Licenciate Thesis defense: The virtual tumour - in silico modelling of tumour vasculature, oxygenation and treatment outcome

Poor tumour oxygenation, namely hypoxia, is one of the major challenges that has been recognised in radiotherapy, yet it is not being accounted for in standard treatments. Hypoxia, resulting from a heterogeneous distribution of vessels (chronic hypoxia) or of a loss in vascular perfusion (acute hypoxia), affects all kinds of solid tumours to different extents. Although over-sustained angiogenesis with vascular remodelling is one of the key hallmarks of cancer, the resulting tumour vasculature is often frail and lacking a clear hierarchical structure, hence incapable of maintaining the same nutrients and oxygen supply standards of healthy vascular networks.

It is ascertained that hypoxic cells require an up to three times higher radiation dose than normoxic tissues to achieve the same biological effect.

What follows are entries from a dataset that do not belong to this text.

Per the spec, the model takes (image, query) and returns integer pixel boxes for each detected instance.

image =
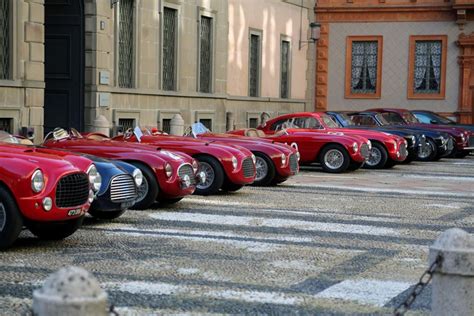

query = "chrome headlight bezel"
[31,169,45,193]
[87,164,102,192]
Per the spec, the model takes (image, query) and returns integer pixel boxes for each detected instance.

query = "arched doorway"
[44,0,85,133]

Tumour hypoxia correlates to worse disease prognoses when compared to normoxic tumours. However, many of its biological aspects remain only partially understood. Although from a clinical perspective most of the countermeasures that have been devised to oxygenate or kill hypoxic cells can be evaluated in terms of short- and long-term effects, a clear and pristine understanding of the mechanisms involved in the curative process of hypoxic tumours has not been provided.

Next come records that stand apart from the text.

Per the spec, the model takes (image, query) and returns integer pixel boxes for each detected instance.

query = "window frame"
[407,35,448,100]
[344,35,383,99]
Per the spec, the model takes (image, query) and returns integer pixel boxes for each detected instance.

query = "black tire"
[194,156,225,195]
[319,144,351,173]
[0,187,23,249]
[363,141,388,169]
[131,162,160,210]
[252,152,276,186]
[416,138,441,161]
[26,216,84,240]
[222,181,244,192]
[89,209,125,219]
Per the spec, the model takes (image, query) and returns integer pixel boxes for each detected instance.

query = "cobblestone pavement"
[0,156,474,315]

From this perspective, in silico modelling of the tumour key radiobiological features could instead represent a new frontier: unprecedented computational power and numerical optimisation routines permit to expand virtually the set of possible microenvironmental situations, with simulations of real treatments and concurrent intercomparison of hypothetical scenarios. The fact that the real vascular anatomy of a deep-seated tumour is not fully accessible – and hence not precisely modellable – could be compensated by a large casuistry of heterogeneous oxygenation patterns provided by the model, with inherent best- and worst- case studies. At the same time, in silico modelling would not replace in vivo functional imaging, but would rather act in synergy with that as an additional layer of study: based on the underlying macroscopic information that for instance positron emission tomography (PET) or magnetic resonance imaging (MRI) could offer, the microscopic radiobiological nature of the tumour could be simulated.

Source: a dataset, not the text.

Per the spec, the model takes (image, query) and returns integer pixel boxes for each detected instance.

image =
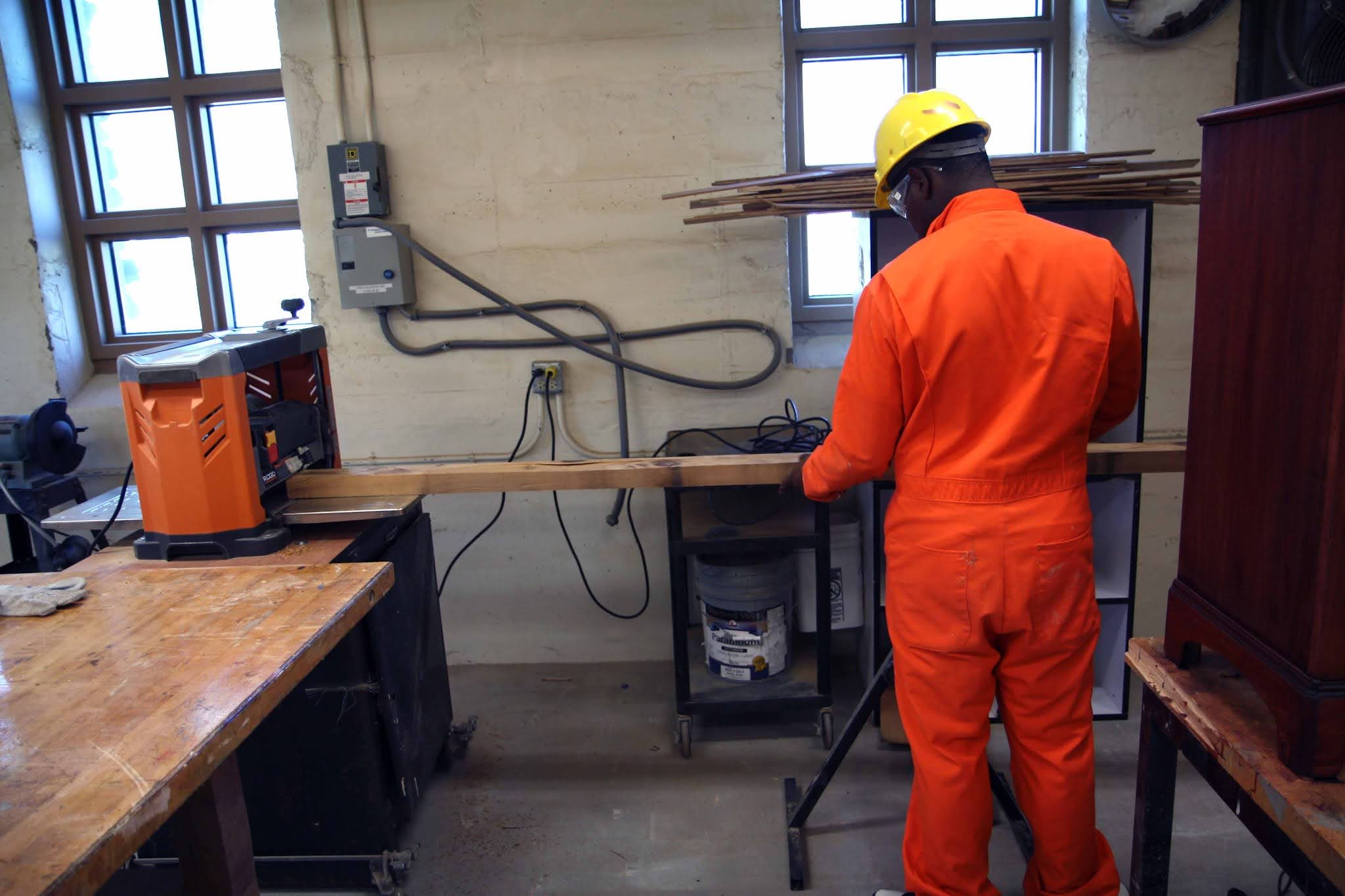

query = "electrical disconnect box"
[327,142,393,221]
[335,224,416,308]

This thesis consists of papers I-II and an introductory overview of the topics, which provide the background needed for their basic understanding. Starting with an account of tumour hypoxia, its radiobiology and the solutions that have been explored so far to counteract its negative effects are also discussed. Paper I is concerned with the presentation of the novel three-dimensional radiobiological model developed, which is the core of a comprehensive project developed during the PhD work; therefore, it will be introduced in the framework of previously designed models that dealt within this subject in the context of radiotherapy. Since this is probably the first model of its kind designed to be implemented into a treatment planning system (TPS), the subsequent natural steps will consist of the integration of the model in a research version of a TPS and study of the efficacy of various treatment scenarios in terms of underlying tumour oxygenation and treatment choices regarding beam quality, fractionation, and total dose.